Nigeria vote count under way amid some extended polling
Nigerians are still voting in a national election in a few parts of the country where technical and other glitches prevented voting from taking place as scheduled on Saturday.
Vote counting was already under way in other places during the historically tight race between three frontrunners competing for the presidency of Africa’s most populous nation.
Nearly 90 million voters were eligible to vote in Saturday’s election, which was largely peaceful, although isolated violence, delays and technical hitches forced many to wait until the evening, or Sunday, to vote.
After two terms under President Muhammadu Buhari, many Nigerians hope a new leader can do a better job of tackling the widespread insecurity, joblessness and growing poverty afflicting their nation.
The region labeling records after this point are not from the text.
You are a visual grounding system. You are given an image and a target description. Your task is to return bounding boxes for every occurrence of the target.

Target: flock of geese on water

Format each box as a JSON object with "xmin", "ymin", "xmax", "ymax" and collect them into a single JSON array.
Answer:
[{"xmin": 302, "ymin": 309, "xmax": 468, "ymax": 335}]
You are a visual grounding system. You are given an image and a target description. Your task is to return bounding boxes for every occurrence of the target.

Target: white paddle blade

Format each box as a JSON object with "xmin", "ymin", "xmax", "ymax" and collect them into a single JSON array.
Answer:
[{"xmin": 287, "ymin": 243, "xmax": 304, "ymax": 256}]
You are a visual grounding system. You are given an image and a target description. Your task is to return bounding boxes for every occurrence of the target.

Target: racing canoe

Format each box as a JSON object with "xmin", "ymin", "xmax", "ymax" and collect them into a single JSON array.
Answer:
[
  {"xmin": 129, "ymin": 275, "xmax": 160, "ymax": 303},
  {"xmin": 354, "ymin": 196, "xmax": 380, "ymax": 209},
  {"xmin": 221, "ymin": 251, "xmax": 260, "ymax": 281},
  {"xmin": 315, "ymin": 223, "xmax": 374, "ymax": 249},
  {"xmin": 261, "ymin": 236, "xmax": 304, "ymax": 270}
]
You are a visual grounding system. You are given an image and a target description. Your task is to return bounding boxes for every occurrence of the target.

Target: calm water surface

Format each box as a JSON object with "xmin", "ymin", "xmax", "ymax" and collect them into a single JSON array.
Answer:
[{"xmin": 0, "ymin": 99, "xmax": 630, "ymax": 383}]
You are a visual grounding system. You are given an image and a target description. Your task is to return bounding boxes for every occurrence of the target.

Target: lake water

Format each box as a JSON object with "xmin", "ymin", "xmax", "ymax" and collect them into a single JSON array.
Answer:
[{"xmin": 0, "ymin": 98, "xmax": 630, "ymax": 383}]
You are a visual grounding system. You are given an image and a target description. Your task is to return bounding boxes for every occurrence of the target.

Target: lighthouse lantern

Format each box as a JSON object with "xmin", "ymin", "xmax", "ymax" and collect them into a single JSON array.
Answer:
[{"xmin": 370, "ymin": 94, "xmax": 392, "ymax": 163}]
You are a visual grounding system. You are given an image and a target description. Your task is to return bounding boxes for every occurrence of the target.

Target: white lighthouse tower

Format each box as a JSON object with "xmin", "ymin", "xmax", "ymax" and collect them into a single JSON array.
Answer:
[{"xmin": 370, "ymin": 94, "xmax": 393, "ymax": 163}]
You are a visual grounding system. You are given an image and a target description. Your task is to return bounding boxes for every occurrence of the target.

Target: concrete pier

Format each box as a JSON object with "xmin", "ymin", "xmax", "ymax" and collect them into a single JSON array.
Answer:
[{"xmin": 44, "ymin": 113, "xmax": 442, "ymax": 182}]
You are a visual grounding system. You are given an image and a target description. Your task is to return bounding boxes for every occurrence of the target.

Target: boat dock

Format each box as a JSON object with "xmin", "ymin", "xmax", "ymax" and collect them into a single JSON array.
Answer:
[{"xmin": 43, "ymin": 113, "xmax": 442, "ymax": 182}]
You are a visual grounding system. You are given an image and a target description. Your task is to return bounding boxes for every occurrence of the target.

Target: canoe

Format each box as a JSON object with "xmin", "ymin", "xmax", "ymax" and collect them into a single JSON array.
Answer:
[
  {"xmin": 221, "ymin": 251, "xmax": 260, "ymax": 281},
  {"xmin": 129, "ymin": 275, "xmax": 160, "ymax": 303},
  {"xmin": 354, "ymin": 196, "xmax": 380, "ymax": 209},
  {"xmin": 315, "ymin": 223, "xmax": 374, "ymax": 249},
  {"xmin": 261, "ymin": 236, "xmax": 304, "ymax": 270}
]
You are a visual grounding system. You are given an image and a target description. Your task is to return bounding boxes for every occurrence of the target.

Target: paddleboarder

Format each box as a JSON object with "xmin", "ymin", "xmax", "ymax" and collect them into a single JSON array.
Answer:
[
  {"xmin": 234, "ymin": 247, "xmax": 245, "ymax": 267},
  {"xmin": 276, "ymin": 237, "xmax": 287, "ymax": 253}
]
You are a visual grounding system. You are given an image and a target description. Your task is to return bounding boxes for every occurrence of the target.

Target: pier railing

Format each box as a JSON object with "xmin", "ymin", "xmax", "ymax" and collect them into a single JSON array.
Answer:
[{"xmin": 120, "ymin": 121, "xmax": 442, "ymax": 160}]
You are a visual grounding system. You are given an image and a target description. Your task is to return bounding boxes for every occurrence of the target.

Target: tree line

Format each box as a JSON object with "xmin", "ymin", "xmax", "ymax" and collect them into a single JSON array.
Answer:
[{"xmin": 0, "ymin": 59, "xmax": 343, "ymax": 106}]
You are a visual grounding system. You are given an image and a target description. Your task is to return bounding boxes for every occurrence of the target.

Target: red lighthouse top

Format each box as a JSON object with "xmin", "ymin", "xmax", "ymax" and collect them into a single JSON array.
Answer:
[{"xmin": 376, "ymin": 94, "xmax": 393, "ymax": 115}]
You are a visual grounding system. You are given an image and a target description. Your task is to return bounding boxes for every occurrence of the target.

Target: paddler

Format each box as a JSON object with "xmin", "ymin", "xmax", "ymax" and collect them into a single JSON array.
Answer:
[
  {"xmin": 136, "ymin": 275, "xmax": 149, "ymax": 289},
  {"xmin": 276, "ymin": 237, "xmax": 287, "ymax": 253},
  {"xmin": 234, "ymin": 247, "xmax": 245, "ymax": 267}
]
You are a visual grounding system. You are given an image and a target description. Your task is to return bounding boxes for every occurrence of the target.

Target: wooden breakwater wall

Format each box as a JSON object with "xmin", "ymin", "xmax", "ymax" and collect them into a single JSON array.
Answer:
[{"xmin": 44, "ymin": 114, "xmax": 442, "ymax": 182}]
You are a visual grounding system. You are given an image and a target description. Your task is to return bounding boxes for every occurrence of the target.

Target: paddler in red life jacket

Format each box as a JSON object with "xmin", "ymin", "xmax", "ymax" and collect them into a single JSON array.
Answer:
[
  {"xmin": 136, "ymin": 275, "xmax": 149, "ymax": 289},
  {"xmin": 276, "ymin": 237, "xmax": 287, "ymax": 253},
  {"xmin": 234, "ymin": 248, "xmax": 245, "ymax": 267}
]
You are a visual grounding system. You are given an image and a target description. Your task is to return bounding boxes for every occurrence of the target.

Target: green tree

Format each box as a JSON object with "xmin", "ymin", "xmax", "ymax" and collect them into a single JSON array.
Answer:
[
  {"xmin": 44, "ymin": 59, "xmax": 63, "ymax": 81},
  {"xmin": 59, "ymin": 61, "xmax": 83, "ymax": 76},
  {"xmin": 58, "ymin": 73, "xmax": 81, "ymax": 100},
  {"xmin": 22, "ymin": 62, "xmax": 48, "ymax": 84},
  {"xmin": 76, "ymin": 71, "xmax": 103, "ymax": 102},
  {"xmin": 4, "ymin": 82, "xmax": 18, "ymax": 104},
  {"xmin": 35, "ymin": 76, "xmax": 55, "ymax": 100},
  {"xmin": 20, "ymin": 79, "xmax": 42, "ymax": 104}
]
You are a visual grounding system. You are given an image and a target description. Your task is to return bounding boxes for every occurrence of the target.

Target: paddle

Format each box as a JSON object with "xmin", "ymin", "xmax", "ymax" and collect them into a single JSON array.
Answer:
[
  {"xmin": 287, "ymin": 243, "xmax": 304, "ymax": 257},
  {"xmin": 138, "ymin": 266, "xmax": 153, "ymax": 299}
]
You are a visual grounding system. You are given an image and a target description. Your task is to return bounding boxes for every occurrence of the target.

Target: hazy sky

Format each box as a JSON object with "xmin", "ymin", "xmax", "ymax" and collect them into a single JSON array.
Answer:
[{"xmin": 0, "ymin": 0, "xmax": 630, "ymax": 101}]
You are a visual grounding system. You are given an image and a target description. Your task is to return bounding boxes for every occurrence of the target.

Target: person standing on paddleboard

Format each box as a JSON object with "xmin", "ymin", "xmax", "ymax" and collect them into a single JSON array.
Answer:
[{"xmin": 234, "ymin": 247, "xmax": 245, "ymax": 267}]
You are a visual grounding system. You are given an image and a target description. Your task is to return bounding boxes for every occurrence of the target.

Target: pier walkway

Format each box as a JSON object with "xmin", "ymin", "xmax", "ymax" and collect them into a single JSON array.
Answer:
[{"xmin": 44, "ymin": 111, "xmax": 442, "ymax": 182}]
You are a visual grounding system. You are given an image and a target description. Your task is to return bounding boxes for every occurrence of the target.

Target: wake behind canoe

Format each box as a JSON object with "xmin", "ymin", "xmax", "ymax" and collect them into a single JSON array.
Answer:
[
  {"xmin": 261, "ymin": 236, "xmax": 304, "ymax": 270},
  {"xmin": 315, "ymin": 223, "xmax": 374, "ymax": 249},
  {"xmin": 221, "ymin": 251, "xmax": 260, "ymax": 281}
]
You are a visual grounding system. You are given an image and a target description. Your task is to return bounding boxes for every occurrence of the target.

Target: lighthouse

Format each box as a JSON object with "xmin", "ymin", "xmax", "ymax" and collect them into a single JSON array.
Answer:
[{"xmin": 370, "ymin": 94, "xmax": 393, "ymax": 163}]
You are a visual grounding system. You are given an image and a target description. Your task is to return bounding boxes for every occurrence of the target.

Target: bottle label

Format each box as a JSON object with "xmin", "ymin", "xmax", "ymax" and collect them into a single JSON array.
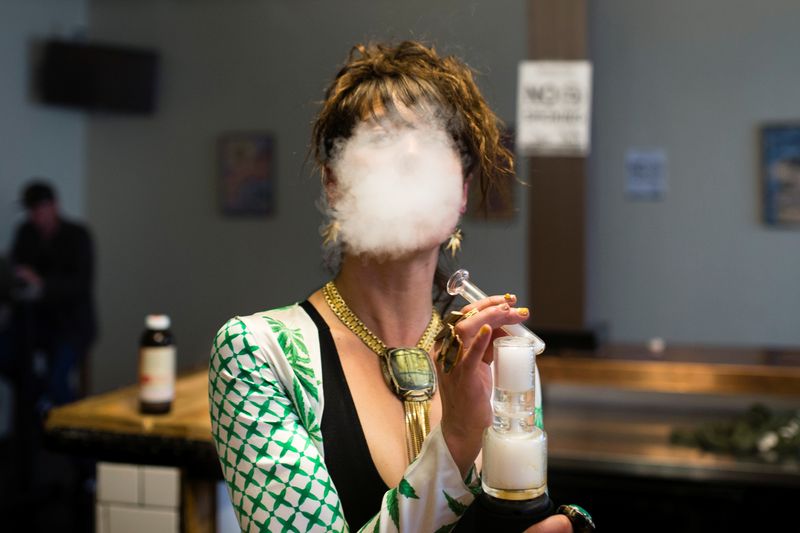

The election pits former Lagos governor and APC candidate Bola Tinubu, 70, against his old rival, former vice president and PDP candidate Atiku Abubakar, who at 76 is on his sixth bid for the nation’s top job.
But for the first time since the end of military rule in 1999, a third-party candidate, Labour’s Peter Obi, has challenged the APC and PDP dominance with a campaign message of change.
Several Lagos polling booths were ransacked on Saturday, according to the Independent National Electoral Commission (INEC), voter ID machines were stolen in other states and voting at 141 polling units in southern Bayelsa State was to take place on Sunday after the ballot was disrupted.
(Al Jazeera)
Reuters news agency reported people casting their votes at polling stations in Yenagoa city, in Nigeria’s oil-producing south, on Sunday.
“The whole process is an absolute mess,” Preye Iti, a 60-year-old civil servant, said before voting in Yenagoa, where voting could not take place in some parts on Saturday because election officers and materials did not arrive on time.
“I waited from 8:30am to 6:30pm yesterday. Now I’m back here at 8:30am again.”